RE: unicode on Linux

From: Francois Yergeau (FYergeau@alis.com)
Date: Wed Oct 29 2003 - 09:59:46 CST

Next message: Doug Ewell: "Re: osmanya script"
Previous message: Jim Allan: "RE: Merging combining classes, was: New contribution N2676"
Maybe in reply to: Shao, Yiying: "unicode on Linux"
Messages sorted by: [ date ] [ thread ] [ subject ] [ author ] [ attachment ]
Mail actions: [ respond to this message ] [ mail a new topic ]

Philippe Verdy wrote:
> The idea that "if a text (without BOM) looks like valid
> UTF-8, then it is
> UTF-8; else it uses another legacy encoding" does not work in
> practice and also leads to too many false positives.

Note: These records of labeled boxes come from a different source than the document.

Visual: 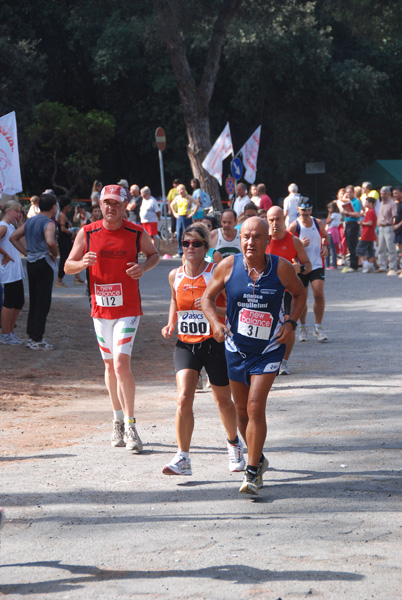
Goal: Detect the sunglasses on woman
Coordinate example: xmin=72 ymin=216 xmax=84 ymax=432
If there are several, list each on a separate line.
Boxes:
xmin=181 ymin=240 xmax=204 ymax=248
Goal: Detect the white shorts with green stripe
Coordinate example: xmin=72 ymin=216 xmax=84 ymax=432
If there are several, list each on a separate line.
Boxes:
xmin=93 ymin=317 xmax=140 ymax=360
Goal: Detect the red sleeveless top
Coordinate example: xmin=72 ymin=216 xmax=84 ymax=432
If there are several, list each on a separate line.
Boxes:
xmin=83 ymin=219 xmax=143 ymax=319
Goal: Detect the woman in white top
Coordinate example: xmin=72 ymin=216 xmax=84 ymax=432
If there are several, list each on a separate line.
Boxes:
xmin=91 ymin=179 xmax=103 ymax=206
xmin=283 ymin=183 xmax=301 ymax=227
xmin=0 ymin=199 xmax=24 ymax=346
xmin=27 ymin=196 xmax=40 ymax=219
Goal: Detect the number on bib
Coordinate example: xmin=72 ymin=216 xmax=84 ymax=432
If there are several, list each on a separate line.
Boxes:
xmin=177 ymin=310 xmax=210 ymax=336
xmin=95 ymin=283 xmax=123 ymax=306
xmin=237 ymin=308 xmax=273 ymax=340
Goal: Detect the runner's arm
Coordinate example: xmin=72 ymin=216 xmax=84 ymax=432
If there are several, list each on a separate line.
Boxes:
xmin=64 ymin=229 xmax=96 ymax=275
xmin=212 ymin=250 xmax=223 ymax=264
xmin=293 ymin=235 xmax=313 ymax=275
xmin=10 ymin=223 xmax=27 ymax=256
xmin=161 ymin=269 xmax=177 ymax=338
xmin=317 ymin=219 xmax=329 ymax=258
xmin=126 ymin=230 xmax=159 ymax=279
xmin=201 ymin=255 xmax=234 ymax=342
xmin=44 ymin=221 xmax=59 ymax=262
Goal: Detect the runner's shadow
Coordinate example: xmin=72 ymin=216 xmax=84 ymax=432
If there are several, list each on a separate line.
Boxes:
xmin=0 ymin=561 xmax=364 ymax=596
xmin=0 ymin=454 xmax=77 ymax=462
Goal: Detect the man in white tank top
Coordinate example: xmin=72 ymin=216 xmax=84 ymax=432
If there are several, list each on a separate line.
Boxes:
xmin=210 ymin=208 xmax=241 ymax=263
xmin=288 ymin=197 xmax=329 ymax=342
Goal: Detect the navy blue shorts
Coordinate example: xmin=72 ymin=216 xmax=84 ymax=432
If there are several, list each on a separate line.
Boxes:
xmin=226 ymin=344 xmax=286 ymax=385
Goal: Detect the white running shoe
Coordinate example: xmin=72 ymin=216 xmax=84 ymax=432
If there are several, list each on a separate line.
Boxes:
xmin=162 ymin=452 xmax=192 ymax=475
xmin=279 ymin=359 xmax=290 ymax=375
xmin=313 ymin=325 xmax=328 ymax=342
xmin=110 ymin=421 xmax=126 ymax=448
xmin=10 ymin=331 xmax=24 ymax=346
xmin=299 ymin=325 xmax=307 ymax=342
xmin=123 ymin=424 xmax=143 ymax=452
xmin=197 ymin=371 xmax=204 ymax=390
xmin=239 ymin=471 xmax=258 ymax=496
xmin=226 ymin=438 xmax=246 ymax=473
xmin=27 ymin=340 xmax=55 ymax=350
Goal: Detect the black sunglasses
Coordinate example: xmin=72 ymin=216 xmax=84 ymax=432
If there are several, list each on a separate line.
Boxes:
xmin=181 ymin=240 xmax=204 ymax=248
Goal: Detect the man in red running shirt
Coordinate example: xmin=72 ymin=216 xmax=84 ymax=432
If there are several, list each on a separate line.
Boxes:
xmin=356 ymin=196 xmax=377 ymax=273
xmin=267 ymin=206 xmax=312 ymax=375
xmin=65 ymin=185 xmax=159 ymax=452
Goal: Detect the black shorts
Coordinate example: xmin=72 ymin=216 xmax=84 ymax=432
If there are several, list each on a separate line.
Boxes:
xmin=173 ymin=338 xmax=229 ymax=386
xmin=283 ymin=290 xmax=293 ymax=315
xmin=298 ymin=267 xmax=325 ymax=287
xmin=356 ymin=240 xmax=375 ymax=258
xmin=3 ymin=279 xmax=25 ymax=310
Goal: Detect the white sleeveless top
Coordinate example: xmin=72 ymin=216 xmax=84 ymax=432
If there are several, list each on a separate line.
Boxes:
xmin=297 ymin=218 xmax=324 ymax=270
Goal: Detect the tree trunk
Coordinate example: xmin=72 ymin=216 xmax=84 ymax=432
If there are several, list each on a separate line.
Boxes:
xmin=155 ymin=0 xmax=242 ymax=210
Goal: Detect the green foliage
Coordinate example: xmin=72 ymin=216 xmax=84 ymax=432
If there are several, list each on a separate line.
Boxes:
xmin=26 ymin=101 xmax=115 ymax=195
xmin=0 ymin=0 xmax=402 ymax=205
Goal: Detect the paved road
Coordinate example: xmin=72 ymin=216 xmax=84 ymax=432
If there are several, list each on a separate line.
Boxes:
xmin=0 ymin=261 xmax=402 ymax=600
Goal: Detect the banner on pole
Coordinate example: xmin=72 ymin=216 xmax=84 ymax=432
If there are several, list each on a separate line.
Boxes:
xmin=0 ymin=112 xmax=22 ymax=196
xmin=239 ymin=125 xmax=261 ymax=183
xmin=202 ymin=123 xmax=233 ymax=185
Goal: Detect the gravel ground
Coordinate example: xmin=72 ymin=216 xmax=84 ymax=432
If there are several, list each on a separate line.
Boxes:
xmin=0 ymin=260 xmax=402 ymax=600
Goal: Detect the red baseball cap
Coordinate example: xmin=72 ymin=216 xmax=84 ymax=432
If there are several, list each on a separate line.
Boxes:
xmin=100 ymin=185 xmax=128 ymax=202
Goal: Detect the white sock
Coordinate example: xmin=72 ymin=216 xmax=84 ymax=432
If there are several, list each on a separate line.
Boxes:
xmin=124 ymin=417 xmax=135 ymax=431
xmin=113 ymin=409 xmax=124 ymax=423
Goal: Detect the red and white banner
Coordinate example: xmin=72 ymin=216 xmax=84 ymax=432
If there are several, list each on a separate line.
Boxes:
xmin=0 ymin=112 xmax=22 ymax=197
xmin=239 ymin=125 xmax=261 ymax=183
xmin=202 ymin=123 xmax=233 ymax=185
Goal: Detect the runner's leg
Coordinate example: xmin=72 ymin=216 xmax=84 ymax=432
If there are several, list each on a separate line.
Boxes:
xmin=211 ymin=384 xmax=237 ymax=440
xmin=242 ymin=373 xmax=276 ymax=467
xmin=175 ymin=369 xmax=198 ymax=452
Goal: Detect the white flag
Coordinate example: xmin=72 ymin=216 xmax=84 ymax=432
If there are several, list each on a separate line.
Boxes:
xmin=0 ymin=112 xmax=22 ymax=197
xmin=202 ymin=123 xmax=233 ymax=185
xmin=239 ymin=125 xmax=261 ymax=183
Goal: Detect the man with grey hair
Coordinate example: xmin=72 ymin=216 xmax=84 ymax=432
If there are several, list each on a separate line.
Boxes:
xmin=283 ymin=183 xmax=301 ymax=227
xmin=360 ymin=181 xmax=380 ymax=217
xmin=127 ymin=183 xmax=142 ymax=224
xmin=232 ymin=183 xmax=250 ymax=218
xmin=376 ymin=186 xmax=398 ymax=275
xmin=140 ymin=186 xmax=161 ymax=245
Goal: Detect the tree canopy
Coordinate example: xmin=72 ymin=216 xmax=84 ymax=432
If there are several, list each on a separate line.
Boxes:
xmin=0 ymin=0 xmax=402 ymax=206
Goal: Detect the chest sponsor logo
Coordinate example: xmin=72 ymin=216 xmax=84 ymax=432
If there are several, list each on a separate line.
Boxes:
xmin=98 ymin=248 xmax=127 ymax=258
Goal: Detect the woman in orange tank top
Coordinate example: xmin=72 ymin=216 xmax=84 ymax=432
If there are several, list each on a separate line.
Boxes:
xmin=162 ymin=225 xmax=244 ymax=475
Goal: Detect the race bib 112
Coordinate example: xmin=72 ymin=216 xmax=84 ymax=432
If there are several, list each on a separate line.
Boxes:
xmin=95 ymin=283 xmax=123 ymax=306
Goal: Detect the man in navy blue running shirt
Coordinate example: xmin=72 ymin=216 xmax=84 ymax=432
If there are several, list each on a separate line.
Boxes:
xmin=201 ymin=217 xmax=306 ymax=496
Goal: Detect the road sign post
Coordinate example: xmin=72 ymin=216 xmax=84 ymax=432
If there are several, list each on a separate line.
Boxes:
xmin=230 ymin=156 xmax=243 ymax=181
xmin=155 ymin=127 xmax=169 ymax=241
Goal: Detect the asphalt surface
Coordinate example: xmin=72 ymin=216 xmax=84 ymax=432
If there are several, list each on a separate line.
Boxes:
xmin=0 ymin=261 xmax=402 ymax=600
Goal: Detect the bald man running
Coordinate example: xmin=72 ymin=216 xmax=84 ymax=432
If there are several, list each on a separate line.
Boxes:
xmin=201 ymin=217 xmax=306 ymax=496
xmin=267 ymin=206 xmax=312 ymax=375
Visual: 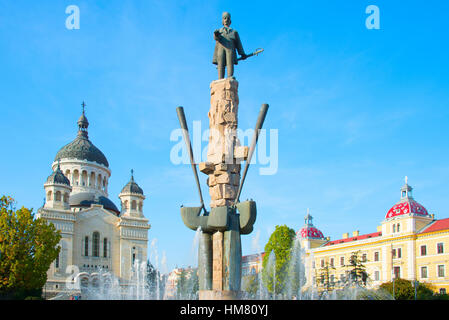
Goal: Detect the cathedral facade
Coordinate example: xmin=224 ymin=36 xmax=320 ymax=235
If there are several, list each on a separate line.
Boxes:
xmin=37 ymin=110 xmax=150 ymax=297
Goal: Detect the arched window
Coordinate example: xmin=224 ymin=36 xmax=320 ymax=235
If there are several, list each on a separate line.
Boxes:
xmin=73 ymin=169 xmax=80 ymax=186
xmin=89 ymin=172 xmax=95 ymax=187
xmin=64 ymin=169 xmax=73 ymax=184
xmin=103 ymin=238 xmax=108 ymax=258
xmin=81 ymin=170 xmax=87 ymax=187
xmin=131 ymin=247 xmax=136 ymax=266
xmin=92 ymin=231 xmax=100 ymax=257
xmin=84 ymin=236 xmax=89 ymax=257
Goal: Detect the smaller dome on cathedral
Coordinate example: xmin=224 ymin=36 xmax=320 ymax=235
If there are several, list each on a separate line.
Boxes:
xmin=120 ymin=170 xmax=143 ymax=195
xmin=296 ymin=209 xmax=324 ymax=239
xmin=46 ymin=159 xmax=70 ymax=186
xmin=385 ymin=177 xmax=429 ymax=219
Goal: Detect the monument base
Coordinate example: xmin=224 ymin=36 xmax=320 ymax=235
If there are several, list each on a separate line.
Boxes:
xmin=198 ymin=290 xmax=241 ymax=300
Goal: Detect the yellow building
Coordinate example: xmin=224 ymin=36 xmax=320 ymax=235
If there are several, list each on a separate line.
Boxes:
xmin=297 ymin=180 xmax=449 ymax=293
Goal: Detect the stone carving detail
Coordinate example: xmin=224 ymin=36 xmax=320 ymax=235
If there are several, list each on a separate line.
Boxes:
xmin=206 ymin=78 xmax=240 ymax=208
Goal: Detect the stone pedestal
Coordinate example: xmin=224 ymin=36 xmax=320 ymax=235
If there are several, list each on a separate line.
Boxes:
xmin=178 ymin=78 xmax=257 ymax=300
xmin=206 ymin=78 xmax=240 ymax=208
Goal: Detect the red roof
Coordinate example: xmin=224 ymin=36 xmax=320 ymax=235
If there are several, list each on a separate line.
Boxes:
xmin=420 ymin=218 xmax=449 ymax=233
xmin=296 ymin=226 xmax=324 ymax=239
xmin=325 ymin=232 xmax=382 ymax=246
xmin=385 ymin=198 xmax=428 ymax=219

Can you point to actual data/cases? I don't mean theoretical, I can make up
my own.

> Some problems do
> exist however, with the relaxed rules for UTF-8 as it was
> defined in the IESG RFC.

Errr, relaxed? Care to elaborate? Are you referring to RFC 2279?

> These old texts (that are valid for this old
> version of the UTF-8 encoding) still exist now

What's particular about these old texts?

-- 
François

Next message: Doug Ewell: "Re: osmanya script"
Previous message: Jim Allan: "RE: Merging combining classes, was: New contribution N2676"
Maybe in reply to: Shao, Yiying: "unicode on Linux"
Messages sorted by: [ date ] [ thread ] [ subject ] [ author ] [ attachment ]
Mail actions: [ respond to this message ] [ mail a new topic ]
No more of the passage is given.